Sebagai gambaran, liburan senilai Rp10 juta di akhir tahun bisa saja dibolehkan jika kondisi keuangan aman dan kewajiban telah ditunaikan. Namun jika harus mencicil demi mengikuti euforia malam tahun baru, maka esensinya telah bergeser dari syukur menjadi beban.
Alternatif Islami Akhir Tahun yang Bermanfaat
Jika hura-hura malam tahun baru membawa lebih banyak mudarat, Islam selalu menawarkan jalan yang lebih menenangkan dan berdampak panjang.
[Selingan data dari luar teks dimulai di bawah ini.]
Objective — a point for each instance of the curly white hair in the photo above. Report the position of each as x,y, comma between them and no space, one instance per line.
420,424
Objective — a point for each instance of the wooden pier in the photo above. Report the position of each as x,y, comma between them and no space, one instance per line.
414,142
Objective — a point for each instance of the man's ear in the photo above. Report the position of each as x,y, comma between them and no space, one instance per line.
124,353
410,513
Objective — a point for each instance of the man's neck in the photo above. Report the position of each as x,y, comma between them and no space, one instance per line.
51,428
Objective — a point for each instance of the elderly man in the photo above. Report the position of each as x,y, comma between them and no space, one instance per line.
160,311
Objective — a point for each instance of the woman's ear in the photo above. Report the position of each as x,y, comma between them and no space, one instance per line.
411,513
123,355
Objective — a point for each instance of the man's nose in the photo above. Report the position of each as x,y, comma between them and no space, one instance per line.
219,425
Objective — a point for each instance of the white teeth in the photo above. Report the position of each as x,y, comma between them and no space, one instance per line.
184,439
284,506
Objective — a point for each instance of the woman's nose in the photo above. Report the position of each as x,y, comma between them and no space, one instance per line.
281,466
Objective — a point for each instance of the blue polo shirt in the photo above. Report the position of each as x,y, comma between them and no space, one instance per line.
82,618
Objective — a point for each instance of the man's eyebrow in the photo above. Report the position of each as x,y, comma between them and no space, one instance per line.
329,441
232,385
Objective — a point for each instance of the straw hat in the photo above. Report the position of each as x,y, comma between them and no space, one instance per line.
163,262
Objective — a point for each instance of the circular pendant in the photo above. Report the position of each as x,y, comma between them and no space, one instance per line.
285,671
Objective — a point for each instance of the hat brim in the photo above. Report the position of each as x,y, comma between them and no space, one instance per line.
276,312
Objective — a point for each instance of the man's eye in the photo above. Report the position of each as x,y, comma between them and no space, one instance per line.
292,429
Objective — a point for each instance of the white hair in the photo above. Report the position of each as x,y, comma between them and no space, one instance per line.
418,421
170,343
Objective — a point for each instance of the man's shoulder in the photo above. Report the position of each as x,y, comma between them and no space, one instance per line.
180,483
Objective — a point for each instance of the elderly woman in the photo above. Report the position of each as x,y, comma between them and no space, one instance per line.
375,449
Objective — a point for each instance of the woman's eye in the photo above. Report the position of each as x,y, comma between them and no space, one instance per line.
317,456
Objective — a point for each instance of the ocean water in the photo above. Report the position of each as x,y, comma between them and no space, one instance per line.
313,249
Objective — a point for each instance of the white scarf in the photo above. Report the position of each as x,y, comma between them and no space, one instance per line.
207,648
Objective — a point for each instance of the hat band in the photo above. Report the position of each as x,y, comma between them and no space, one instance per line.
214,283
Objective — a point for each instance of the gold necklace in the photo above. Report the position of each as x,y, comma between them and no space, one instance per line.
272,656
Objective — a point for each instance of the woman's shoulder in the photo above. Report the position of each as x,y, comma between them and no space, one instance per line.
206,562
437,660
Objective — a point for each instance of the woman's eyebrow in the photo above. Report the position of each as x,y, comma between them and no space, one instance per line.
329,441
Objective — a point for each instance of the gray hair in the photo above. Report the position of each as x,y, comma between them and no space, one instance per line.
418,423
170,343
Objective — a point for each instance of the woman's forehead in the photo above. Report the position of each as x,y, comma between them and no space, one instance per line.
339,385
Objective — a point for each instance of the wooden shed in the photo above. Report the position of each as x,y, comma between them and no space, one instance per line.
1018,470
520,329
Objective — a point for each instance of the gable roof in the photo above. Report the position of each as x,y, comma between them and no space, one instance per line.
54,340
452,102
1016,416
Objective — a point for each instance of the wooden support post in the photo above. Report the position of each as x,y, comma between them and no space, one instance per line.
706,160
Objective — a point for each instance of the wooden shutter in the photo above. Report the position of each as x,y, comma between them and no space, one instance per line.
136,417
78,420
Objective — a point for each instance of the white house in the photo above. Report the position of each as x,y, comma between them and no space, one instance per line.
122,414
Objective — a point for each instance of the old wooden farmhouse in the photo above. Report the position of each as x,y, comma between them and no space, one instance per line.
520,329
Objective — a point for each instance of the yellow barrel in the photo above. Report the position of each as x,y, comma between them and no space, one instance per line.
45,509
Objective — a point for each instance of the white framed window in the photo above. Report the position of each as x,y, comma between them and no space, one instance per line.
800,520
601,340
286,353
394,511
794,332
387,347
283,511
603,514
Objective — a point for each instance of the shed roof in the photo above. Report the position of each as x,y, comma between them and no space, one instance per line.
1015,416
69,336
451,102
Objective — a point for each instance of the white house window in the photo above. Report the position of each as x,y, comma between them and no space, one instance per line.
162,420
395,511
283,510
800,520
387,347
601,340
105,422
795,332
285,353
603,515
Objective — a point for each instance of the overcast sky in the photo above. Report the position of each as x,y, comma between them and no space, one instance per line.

Alih-alih pesta semalam, akhir tahun dapat diisi dengan amal jariyah melalui Rumah Zakat:
- Menutup tahun dengan menghitung dan menunaikan zakat melalui kalkulator zakat online, lalu menyalurkannya ke program Ekonomi Berdaya atau Desa Berdaya.
- Mengikuti Desaku Berqurban, membantu yatim dan masyarakat desa terpencil agar turut merasakan kebahagiaan.
- Terlibat sebagai relawan pendidikan atau kesehatan, serta memantau dampak donasi secara transparan melalui ZReport.
Mana yang lebih menenangkan hati: euforia tengah malam atau doa dari mereka yang terbantu? Jawabannya sering terasa tanpa perlu banyak kata.
Baca Juga: Wajib Tahu! Panduan Lengkap Zakat Tabungan Akhir Tahun
Kesimpulan
Jadi, budaya hura-hura di malam tahun baru, jika dibiarkan tanpa batas, mudah menyeret pada tabdzir dan israf yang dilarang dalam Islam. Islam tidak melarang kegembiraan, tetapi menuntun agar setiap nikmat digunakan secara bertanggung jawab dan bernilai ibadah.
Dengan mengganti hura-hura malam tahun baru menjadi momen yang lebih bermanfaat, akhir tahun dapat menjadi titik awal kebaikan yang berkelanjutan. Menyalurkan zakat, sedekah, dan infak melalui Rumah Zakat adalah salah satu cara menjadikan pergantian tahun bukan sekadar perayaan, melainkan jalan berbagi dan menebar manfaat.